Pour le Seigneur « un seul jour est comme 1. 000 ans et 1. 000 ans comme un seul jour », le temps de Dieu n’est pas le temps des hommes.

Quand on observe le monde d’aujourd’hui et tout ce qui ne va pas, la faim, les guerres, les maladies, les catastrophes, on se tourne vers Dieu : « Dieu, que fais-tu, ne vois-tu pas ce qui se passe, pourquoi laisses-tu faire ? pourquoi restes-tu silencieux ? Et ce Covid, pourquoi nous l’avoir envoyé ?

Dieu ne nous répond pas, comme il répondait dans la Bible à travers ses prophètes.

Nous, croyants, savons que la création nous a été confiée pour être travaillée et entretenue par l’homme, nous savons que le Christ nous a sauvé et qu’il est de notre responsabilité de cultiver notre terre.

Nous ne devons pas rester, comme les disciples le jour de l’Ascension, les yeux tournés vers le ciel, à attendre la venue du Seigneur, mais être à la vigne chaque jour, au service de la paix.

                                                                                                                                                             Denis.

Première lecture Isaïe 40 (1-5. 9-11)

D’après le prophète Isaïe « Une voix proclame : préparez le chemin du Seigneur ; tracez droit dans les terres arides, une route pour notre Dieu. Que tout ravin soit comblé, toute montagne et toute colline abaissées ! »

A qui s’adresse cette voix ? A la nature ? Ou à l’homme tiré de l’argile ?

Si tel est le cas, il nous faudra ouvrir en notre cœur, un chemin pour le Seigneur. Comment savoir quels sont ces collines et ces ravins ?

D’abord, en identifiant nos montagnes d’orgueil, nos débordements de colères, de révoltes, nos pics de jugement des autres.

Mais aussi les murs d’indifférence ou de suffisance qui nous séparent des autres.

Et encore, en comblant également nos abîmes de découragements, nos « à quoi bon ? », nos replis sur soi, nos refus d’engagement.

Mais comment nous y prendre ? Car, Seigneur, tu le sais bien, tout seuls nous n’y arriverons jamais.

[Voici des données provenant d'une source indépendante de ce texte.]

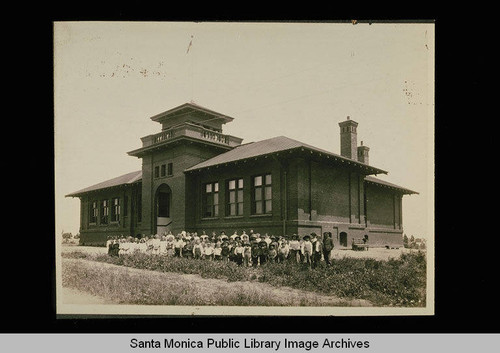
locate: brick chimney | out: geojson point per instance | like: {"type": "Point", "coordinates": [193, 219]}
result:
{"type": "Point", "coordinates": [348, 139]}
{"type": "Point", "coordinates": [363, 154]}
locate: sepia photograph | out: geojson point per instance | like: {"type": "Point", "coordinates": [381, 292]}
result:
{"type": "Point", "coordinates": [244, 168]}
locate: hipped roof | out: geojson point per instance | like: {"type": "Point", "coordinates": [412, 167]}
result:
{"type": "Point", "coordinates": [128, 178]}
{"type": "Point", "coordinates": [269, 146]}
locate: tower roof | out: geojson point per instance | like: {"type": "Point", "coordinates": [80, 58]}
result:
{"type": "Point", "coordinates": [186, 109]}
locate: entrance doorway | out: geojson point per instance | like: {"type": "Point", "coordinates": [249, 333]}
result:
{"type": "Point", "coordinates": [163, 202]}
{"type": "Point", "coordinates": [343, 239]}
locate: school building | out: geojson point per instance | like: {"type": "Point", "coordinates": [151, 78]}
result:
{"type": "Point", "coordinates": [198, 179]}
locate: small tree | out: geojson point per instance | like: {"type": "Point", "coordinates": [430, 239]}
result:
{"type": "Point", "coordinates": [67, 237]}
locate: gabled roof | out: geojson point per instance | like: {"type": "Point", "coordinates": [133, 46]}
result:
{"type": "Point", "coordinates": [128, 178]}
{"type": "Point", "coordinates": [374, 180]}
{"type": "Point", "coordinates": [269, 146]}
{"type": "Point", "coordinates": [189, 107]}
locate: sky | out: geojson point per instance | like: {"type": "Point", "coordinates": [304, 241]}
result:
{"type": "Point", "coordinates": [293, 79]}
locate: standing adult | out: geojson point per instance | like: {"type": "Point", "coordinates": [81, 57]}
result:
{"type": "Point", "coordinates": [327, 247]}
{"type": "Point", "coordinates": [317, 249]}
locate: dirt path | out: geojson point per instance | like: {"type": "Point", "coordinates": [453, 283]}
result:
{"type": "Point", "coordinates": [75, 296]}
{"type": "Point", "coordinates": [213, 286]}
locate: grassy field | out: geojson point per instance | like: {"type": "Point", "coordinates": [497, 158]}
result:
{"type": "Point", "coordinates": [393, 282]}
{"type": "Point", "coordinates": [124, 285]}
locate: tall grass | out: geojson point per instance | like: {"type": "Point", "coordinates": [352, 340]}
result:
{"type": "Point", "coordinates": [396, 282]}
{"type": "Point", "coordinates": [123, 286]}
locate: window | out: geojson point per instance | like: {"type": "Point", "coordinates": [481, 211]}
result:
{"type": "Point", "coordinates": [104, 211]}
{"type": "Point", "coordinates": [262, 194]}
{"type": "Point", "coordinates": [94, 212]}
{"type": "Point", "coordinates": [125, 206]}
{"type": "Point", "coordinates": [211, 200]}
{"type": "Point", "coordinates": [139, 207]}
{"type": "Point", "coordinates": [115, 210]}
{"type": "Point", "coordinates": [235, 197]}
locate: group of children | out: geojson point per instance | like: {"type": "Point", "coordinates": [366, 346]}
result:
{"type": "Point", "coordinates": [247, 250]}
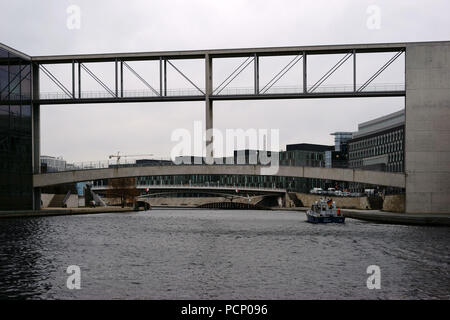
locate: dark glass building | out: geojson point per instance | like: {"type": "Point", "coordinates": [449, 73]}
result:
{"type": "Point", "coordinates": [16, 190]}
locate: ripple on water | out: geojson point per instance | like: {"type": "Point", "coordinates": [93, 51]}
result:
{"type": "Point", "coordinates": [220, 254]}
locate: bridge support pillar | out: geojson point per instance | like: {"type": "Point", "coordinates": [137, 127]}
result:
{"type": "Point", "coordinates": [427, 129]}
{"type": "Point", "coordinates": [208, 110]}
{"type": "Point", "coordinates": [36, 135]}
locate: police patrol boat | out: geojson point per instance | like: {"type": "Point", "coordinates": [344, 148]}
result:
{"type": "Point", "coordinates": [324, 212]}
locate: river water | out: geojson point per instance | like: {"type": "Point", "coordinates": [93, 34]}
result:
{"type": "Point", "coordinates": [219, 254]}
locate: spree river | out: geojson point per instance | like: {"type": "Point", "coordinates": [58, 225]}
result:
{"type": "Point", "coordinates": [219, 254]}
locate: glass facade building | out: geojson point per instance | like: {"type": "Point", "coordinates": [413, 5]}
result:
{"type": "Point", "coordinates": [16, 190]}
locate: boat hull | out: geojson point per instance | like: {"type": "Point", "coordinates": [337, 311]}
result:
{"type": "Point", "coordinates": [324, 219]}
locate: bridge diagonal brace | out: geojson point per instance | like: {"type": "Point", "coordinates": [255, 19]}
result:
{"type": "Point", "coordinates": [330, 72]}
{"type": "Point", "coordinates": [281, 74]}
{"type": "Point", "coordinates": [56, 81]}
{"type": "Point", "coordinates": [28, 73]}
{"type": "Point", "coordinates": [380, 71]}
{"type": "Point", "coordinates": [186, 77]}
{"type": "Point", "coordinates": [12, 80]}
{"type": "Point", "coordinates": [93, 76]}
{"type": "Point", "coordinates": [140, 78]}
{"type": "Point", "coordinates": [235, 76]}
{"type": "Point", "coordinates": [231, 75]}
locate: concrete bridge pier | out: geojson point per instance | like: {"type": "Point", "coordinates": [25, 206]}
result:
{"type": "Point", "coordinates": [208, 109]}
{"type": "Point", "coordinates": [427, 132]}
{"type": "Point", "coordinates": [36, 134]}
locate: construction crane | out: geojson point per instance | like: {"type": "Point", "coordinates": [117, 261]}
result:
{"type": "Point", "coordinates": [118, 156]}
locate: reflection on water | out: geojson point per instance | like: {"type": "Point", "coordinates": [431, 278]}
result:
{"type": "Point", "coordinates": [202, 254]}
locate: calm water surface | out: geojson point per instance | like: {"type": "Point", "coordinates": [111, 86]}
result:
{"type": "Point", "coordinates": [218, 254]}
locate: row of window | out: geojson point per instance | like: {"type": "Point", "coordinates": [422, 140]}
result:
{"type": "Point", "coordinates": [376, 151]}
{"type": "Point", "coordinates": [382, 139]}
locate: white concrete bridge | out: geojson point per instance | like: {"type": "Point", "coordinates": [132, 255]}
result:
{"type": "Point", "coordinates": [350, 175]}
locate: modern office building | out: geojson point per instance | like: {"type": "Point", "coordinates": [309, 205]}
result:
{"type": "Point", "coordinates": [52, 164]}
{"type": "Point", "coordinates": [338, 158]}
{"type": "Point", "coordinates": [304, 154]}
{"type": "Point", "coordinates": [16, 190]}
{"type": "Point", "coordinates": [379, 144]}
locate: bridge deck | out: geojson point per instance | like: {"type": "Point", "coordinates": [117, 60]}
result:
{"type": "Point", "coordinates": [337, 174]}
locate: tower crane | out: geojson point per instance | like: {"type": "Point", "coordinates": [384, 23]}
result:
{"type": "Point", "coordinates": [118, 156]}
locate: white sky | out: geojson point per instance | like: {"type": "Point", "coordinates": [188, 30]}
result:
{"type": "Point", "coordinates": [92, 132]}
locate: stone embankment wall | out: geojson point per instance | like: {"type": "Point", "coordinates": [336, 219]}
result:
{"type": "Point", "coordinates": [394, 203]}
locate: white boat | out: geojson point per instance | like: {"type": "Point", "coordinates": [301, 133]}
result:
{"type": "Point", "coordinates": [324, 211]}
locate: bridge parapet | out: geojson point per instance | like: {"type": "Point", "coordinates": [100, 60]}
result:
{"type": "Point", "coordinates": [337, 174]}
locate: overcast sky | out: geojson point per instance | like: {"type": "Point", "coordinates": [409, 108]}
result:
{"type": "Point", "coordinates": [92, 132]}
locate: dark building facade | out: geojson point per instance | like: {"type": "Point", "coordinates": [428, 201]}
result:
{"type": "Point", "coordinates": [16, 190]}
{"type": "Point", "coordinates": [379, 144]}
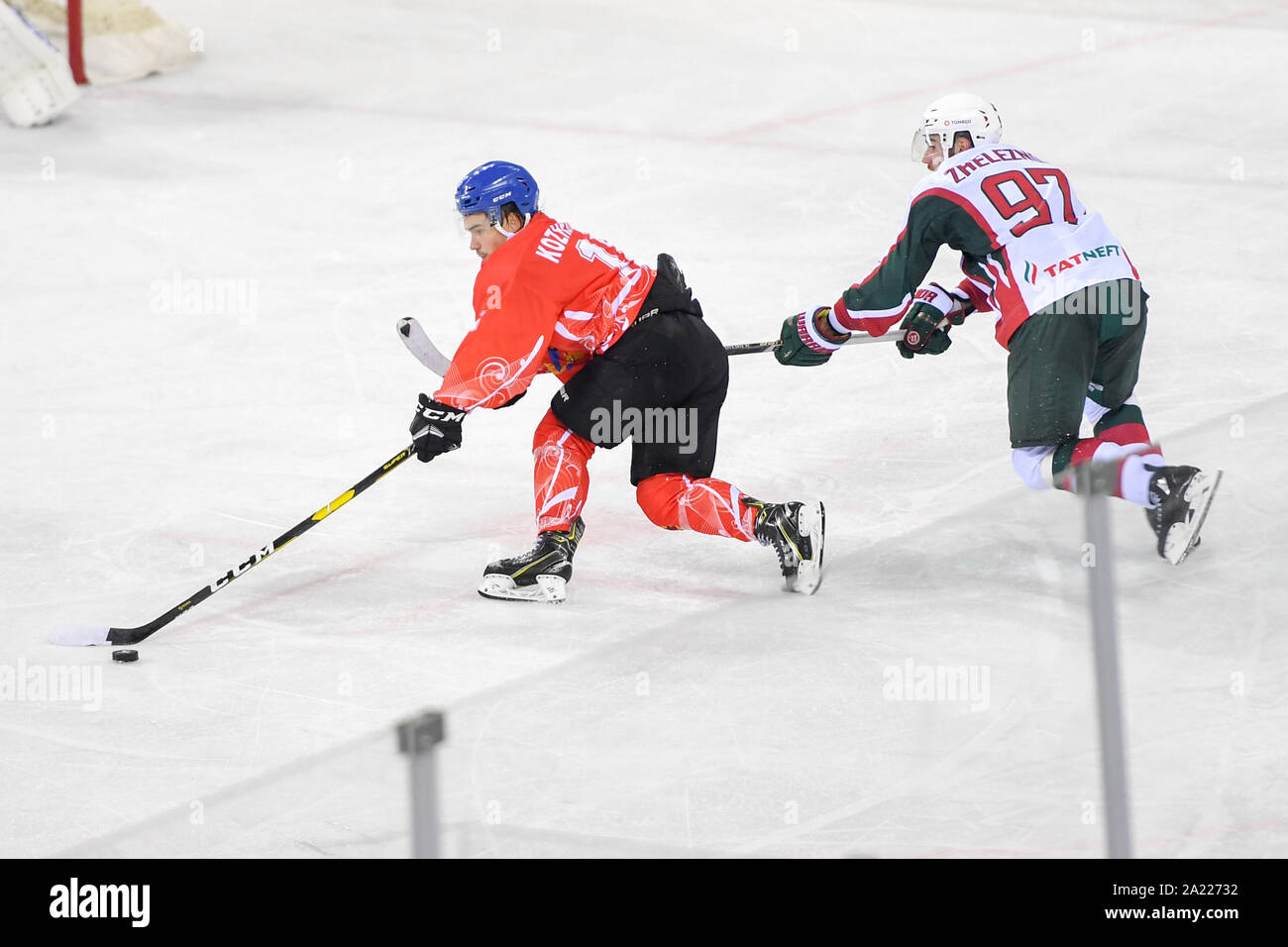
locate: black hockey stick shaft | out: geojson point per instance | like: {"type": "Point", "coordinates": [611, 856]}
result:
{"type": "Point", "coordinates": [750, 347]}
{"type": "Point", "coordinates": [133, 635]}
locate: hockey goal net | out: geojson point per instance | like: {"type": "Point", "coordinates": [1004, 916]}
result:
{"type": "Point", "coordinates": [111, 40]}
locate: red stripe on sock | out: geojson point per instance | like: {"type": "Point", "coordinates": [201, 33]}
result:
{"type": "Point", "coordinates": [1125, 434]}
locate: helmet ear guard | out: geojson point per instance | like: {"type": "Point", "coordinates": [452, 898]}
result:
{"type": "Point", "coordinates": [949, 115]}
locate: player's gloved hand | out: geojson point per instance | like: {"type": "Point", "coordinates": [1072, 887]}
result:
{"type": "Point", "coordinates": [436, 428]}
{"type": "Point", "coordinates": [925, 326]}
{"type": "Point", "coordinates": [807, 338]}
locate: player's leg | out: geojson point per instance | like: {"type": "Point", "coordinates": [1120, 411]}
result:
{"type": "Point", "coordinates": [1051, 359]}
{"type": "Point", "coordinates": [673, 474]}
{"type": "Point", "coordinates": [1050, 354]}
{"type": "Point", "coordinates": [1176, 499]}
{"type": "Point", "coordinates": [561, 483]}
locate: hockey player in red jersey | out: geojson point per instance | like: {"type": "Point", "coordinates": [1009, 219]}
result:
{"type": "Point", "coordinates": [638, 363]}
{"type": "Point", "coordinates": [1068, 303]}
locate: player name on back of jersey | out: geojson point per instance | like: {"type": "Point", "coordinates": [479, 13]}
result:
{"type": "Point", "coordinates": [992, 157]}
{"type": "Point", "coordinates": [554, 241]}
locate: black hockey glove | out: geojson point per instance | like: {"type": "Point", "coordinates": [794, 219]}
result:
{"type": "Point", "coordinates": [934, 311]}
{"type": "Point", "coordinates": [436, 428]}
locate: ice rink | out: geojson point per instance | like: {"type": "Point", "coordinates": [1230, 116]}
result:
{"type": "Point", "coordinates": [156, 429]}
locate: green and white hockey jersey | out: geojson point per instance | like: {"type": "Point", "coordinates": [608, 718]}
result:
{"type": "Point", "coordinates": [1024, 237]}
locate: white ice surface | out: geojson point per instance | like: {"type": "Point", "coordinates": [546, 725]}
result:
{"type": "Point", "coordinates": [681, 702]}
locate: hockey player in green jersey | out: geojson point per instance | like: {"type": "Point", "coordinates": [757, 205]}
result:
{"type": "Point", "coordinates": [1068, 303]}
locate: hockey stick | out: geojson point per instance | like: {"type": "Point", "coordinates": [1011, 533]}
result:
{"type": "Point", "coordinates": [95, 634]}
{"type": "Point", "coordinates": [428, 355]}
{"type": "Point", "coordinates": [419, 344]}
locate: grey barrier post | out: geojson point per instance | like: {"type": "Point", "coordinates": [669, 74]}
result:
{"type": "Point", "coordinates": [417, 737]}
{"type": "Point", "coordinates": [1096, 482]}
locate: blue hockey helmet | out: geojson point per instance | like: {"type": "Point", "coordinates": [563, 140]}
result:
{"type": "Point", "coordinates": [489, 187]}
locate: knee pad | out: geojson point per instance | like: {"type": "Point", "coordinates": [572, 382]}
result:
{"type": "Point", "coordinates": [658, 496]}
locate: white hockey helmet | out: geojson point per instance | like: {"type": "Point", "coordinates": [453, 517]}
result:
{"type": "Point", "coordinates": [962, 111]}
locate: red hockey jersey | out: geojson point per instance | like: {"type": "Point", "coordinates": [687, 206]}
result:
{"type": "Point", "coordinates": [546, 300]}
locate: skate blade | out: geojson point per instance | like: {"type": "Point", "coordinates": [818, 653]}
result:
{"type": "Point", "coordinates": [549, 589]}
{"type": "Point", "coordinates": [1183, 538]}
{"type": "Point", "coordinates": [809, 573]}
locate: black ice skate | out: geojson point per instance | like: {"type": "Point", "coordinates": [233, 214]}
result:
{"type": "Point", "coordinates": [1183, 496]}
{"type": "Point", "coordinates": [795, 530]}
{"type": "Point", "coordinates": [539, 575]}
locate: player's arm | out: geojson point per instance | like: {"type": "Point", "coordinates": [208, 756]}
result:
{"type": "Point", "coordinates": [492, 368]}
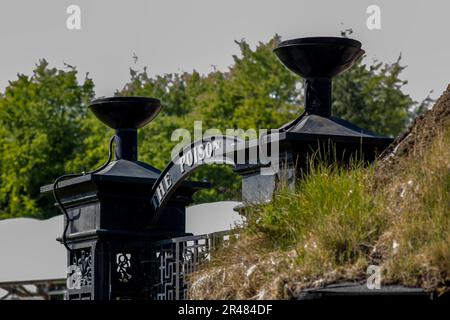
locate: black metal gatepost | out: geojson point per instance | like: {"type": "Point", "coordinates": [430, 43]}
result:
{"type": "Point", "coordinates": [110, 235]}
{"type": "Point", "coordinates": [316, 131]}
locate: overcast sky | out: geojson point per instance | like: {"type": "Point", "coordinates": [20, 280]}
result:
{"type": "Point", "coordinates": [181, 35]}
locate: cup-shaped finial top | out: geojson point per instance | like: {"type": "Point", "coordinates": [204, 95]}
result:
{"type": "Point", "coordinates": [319, 57]}
{"type": "Point", "coordinates": [126, 112]}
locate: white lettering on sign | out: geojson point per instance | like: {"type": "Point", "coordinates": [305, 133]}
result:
{"type": "Point", "coordinates": [199, 153]}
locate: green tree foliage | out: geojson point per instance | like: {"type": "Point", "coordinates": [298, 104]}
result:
{"type": "Point", "coordinates": [45, 129]}
{"type": "Point", "coordinates": [40, 122]}
{"type": "Point", "coordinates": [371, 97]}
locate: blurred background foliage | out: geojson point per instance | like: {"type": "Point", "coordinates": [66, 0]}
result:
{"type": "Point", "coordinates": [46, 129]}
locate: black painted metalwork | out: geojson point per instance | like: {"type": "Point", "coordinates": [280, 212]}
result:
{"type": "Point", "coordinates": [109, 214]}
{"type": "Point", "coordinates": [316, 131]}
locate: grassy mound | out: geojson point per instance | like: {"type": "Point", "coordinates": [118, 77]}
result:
{"type": "Point", "coordinates": [395, 214]}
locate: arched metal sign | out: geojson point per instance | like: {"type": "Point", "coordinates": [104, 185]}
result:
{"type": "Point", "coordinates": [210, 150]}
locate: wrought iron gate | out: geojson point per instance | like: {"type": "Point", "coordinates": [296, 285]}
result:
{"type": "Point", "coordinates": [175, 259]}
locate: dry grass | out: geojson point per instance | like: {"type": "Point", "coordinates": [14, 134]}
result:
{"type": "Point", "coordinates": [395, 214]}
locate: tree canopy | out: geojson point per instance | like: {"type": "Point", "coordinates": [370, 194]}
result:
{"type": "Point", "coordinates": [46, 129]}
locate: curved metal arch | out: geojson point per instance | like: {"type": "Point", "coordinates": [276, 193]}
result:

Tout d’abord, en préparant le terrain pour accueillir l’Esprit Saint, en mettant toute notre confiance en Dieu qui ne veut en perdre aucun.

Puis, en aplanissant le terrain par l’humilité, la douceur, la patience, en ouvrant des chemins d’amitié.

Alors, oui Seigneur tu pourras venir apporter la joie et la paix aux personnes de bonne volonté.

                                                                                                                                                             Sylvie.